Cambridge Engineering PhD student Huijiang Wang from the Bio-Inspired Robotics Laboratory (BIRL), Department of Engineering, won the Best Demo Award for his ‘Harmony Robot’ – a custom anthropomorphic hand attached to a robot arm, with its ‘fingers’ preset into a chord-hitting pose.
A separate research paper, published in the journal IEEE Transactions on Robotics, was also accepted as part of the award win.
Titled Human-robot cooperative piano playing with learning-based real-time music accompaniment, Huijiang and his co-authors Dr Xiaoping Zhang and Professor Fumiya Iida, present a collaborative robot that uses machine learning to predict the appropriate piano chord progressions based on a human’s piano playing. Experiments demonstrated a 93% accuracy rate and involved the robot learning chords inspired by pop music.
Meanwhile, a behaviour-adaptive controller enables seamless temporal synchronisation to take place, so that the collaborative robot can generate harmonic chord accompaniment for the human-played melody in real time. In effect, both human and robot are playing a duet.
The robotic setup involved the vertical movement of the custom anthropomorphic hand via a robot arm, enabling the piano keys to be struck. While a separate horizontal motion enabled chord switching to take place, thus expanding the expressive capabilities of the robot in piano-playing tasks.
“We have developed a musical robot that can play the piano alongside a human, creating good duets in real time,” said Huijiang Wang. “Our robot ‘listens’ to the melody the human plays and uses machine learning techniques to predict the next chords, ensuring the music stays harmonious.”
He added: “By using a special control system, the robot matches its timing with the human player, making the performance synchronised.

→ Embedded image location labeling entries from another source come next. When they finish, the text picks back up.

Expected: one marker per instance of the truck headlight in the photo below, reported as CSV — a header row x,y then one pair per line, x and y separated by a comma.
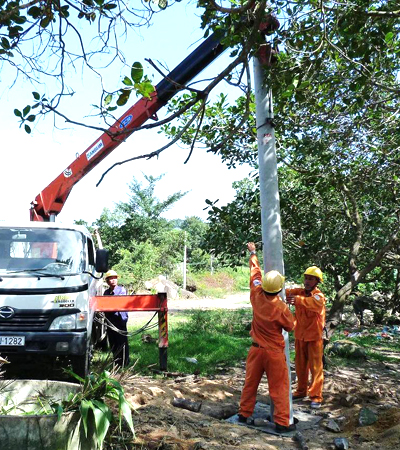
x,y
76,321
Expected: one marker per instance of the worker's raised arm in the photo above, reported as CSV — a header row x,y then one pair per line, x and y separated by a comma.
x,y
255,271
314,302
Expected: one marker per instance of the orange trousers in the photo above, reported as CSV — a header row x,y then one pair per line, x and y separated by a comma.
x,y
309,359
273,364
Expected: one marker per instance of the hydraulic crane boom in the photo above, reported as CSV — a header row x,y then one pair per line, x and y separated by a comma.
x,y
51,200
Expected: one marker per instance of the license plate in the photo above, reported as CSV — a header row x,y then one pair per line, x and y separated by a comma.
x,y
12,341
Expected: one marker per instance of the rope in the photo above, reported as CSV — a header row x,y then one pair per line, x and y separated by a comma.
x,y
111,326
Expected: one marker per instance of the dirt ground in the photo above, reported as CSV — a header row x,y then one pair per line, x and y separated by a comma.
x,y
347,392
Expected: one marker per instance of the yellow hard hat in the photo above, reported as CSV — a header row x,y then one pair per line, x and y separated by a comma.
x,y
273,282
110,273
315,272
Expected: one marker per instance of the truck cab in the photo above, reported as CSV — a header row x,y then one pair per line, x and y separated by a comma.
x,y
50,275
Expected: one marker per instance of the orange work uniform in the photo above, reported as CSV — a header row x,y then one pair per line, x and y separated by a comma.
x,y
267,354
310,321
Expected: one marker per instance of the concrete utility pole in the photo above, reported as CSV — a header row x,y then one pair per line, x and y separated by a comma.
x,y
184,263
269,192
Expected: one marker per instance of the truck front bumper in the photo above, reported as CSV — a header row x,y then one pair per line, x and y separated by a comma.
x,y
48,343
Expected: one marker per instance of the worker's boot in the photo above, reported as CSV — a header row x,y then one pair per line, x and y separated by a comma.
x,y
246,420
282,429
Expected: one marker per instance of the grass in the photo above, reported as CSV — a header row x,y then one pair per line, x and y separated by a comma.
x,y
215,339
207,342
221,283
373,344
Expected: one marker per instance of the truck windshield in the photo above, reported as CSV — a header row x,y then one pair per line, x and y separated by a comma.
x,y
52,251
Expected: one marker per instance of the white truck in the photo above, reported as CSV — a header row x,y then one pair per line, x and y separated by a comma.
x,y
49,277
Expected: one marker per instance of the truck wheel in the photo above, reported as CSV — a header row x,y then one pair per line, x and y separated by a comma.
x,y
80,364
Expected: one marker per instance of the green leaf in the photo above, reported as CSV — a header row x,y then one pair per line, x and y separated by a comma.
x,y
124,97
34,12
5,43
20,19
146,89
86,406
137,72
102,417
110,6
127,81
126,412
45,21
108,99
389,37
26,110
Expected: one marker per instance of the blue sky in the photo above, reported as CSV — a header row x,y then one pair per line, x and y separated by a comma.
x,y
31,162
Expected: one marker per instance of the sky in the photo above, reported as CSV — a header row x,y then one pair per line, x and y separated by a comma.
x,y
31,162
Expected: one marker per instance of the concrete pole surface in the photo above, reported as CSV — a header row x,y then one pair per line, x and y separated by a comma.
x,y
269,192
184,263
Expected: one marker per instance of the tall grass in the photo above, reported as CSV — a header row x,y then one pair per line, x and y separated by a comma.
x,y
221,283
203,342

We also have a system that checks how well the robot and human are playing together, ensuring high-quality collaboration.”

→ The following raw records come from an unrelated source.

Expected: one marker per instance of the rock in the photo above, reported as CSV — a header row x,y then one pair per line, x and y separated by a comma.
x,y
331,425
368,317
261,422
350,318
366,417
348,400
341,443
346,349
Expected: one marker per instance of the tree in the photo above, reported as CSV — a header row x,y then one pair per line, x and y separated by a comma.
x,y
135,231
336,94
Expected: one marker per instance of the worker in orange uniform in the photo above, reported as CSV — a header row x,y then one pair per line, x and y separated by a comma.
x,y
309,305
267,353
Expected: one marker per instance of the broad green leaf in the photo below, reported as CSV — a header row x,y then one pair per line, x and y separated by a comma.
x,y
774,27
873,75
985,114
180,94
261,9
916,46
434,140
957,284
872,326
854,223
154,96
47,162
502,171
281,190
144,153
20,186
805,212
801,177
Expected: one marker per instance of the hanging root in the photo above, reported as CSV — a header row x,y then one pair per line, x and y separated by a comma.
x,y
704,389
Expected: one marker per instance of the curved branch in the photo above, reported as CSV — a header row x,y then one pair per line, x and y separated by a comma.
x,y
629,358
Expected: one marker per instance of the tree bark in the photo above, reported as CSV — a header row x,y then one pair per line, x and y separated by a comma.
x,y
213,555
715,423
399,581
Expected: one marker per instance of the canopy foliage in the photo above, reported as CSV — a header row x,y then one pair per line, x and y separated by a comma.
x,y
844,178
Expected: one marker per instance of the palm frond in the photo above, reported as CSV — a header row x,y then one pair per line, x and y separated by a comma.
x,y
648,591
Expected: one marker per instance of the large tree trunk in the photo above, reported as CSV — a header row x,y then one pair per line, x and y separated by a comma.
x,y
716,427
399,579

Future work is set to include enhancing the diversity of the robot-based music accompaniment by incorporating more chords and enhancing the dexterity of the anthropomorphic hand to enable its position and orientation to be adapted further – ideal for pressing a broader range of chords.
Professor Iida said: “With advancements in AI, we are now aiming to push the boundaries of robotics into emotionally aware scenarios, such as artistic and entertainment performances, where robots must be capable of capturing, interpreting and responding to the emotional cues of their human counterparts.

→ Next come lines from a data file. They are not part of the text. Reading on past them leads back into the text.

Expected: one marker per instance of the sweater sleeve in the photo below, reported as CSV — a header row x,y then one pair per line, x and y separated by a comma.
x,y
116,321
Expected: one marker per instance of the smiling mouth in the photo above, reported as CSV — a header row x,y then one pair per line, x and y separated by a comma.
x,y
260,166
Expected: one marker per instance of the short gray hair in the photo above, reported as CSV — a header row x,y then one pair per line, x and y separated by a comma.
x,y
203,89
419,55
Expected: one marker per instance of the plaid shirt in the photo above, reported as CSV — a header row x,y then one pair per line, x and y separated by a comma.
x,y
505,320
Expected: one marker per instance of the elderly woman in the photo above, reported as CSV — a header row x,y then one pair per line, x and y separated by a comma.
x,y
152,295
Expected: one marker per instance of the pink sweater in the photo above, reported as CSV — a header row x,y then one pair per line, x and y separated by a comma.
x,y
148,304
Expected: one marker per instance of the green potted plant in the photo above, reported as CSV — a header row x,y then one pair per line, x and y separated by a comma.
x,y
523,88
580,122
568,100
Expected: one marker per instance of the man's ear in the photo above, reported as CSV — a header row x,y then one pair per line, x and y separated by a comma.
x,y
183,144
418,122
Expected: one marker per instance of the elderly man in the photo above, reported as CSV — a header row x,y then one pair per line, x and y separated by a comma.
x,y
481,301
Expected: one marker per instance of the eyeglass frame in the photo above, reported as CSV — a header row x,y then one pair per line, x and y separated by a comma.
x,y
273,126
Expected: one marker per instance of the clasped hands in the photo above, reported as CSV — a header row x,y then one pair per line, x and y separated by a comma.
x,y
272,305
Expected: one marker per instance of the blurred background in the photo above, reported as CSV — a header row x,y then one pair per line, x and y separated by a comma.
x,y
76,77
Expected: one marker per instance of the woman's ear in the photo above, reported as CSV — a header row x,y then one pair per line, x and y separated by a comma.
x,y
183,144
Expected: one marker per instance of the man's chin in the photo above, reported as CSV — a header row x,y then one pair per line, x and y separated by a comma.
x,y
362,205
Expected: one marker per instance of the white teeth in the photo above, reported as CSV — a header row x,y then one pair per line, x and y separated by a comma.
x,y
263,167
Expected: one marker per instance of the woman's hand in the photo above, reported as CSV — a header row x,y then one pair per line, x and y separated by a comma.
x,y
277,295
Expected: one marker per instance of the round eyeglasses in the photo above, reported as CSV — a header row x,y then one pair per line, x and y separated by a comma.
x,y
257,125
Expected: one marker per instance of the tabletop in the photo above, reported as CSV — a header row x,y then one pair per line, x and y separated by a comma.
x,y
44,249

“Developing an improvisation algorithm capable of managing intensive computational resources – while preserving chord prediction accuracy – is also essential for future endeavours in this field.”
Funded by the European Union’s MSCA-ITN ‘SMART’ project, this study is positioned within the broader field of interactive robotics.
“Our research on the Harmony Robot advances the integration of soft robotics in creative and collaborative roles”, said Huijiang. “By leveraging cutting-edge machine learning and soft robotics, we aim to achieve seamless human-robot cooperation in the future, enabling robots to respond adaptively in dynamic, real-world scenarios.”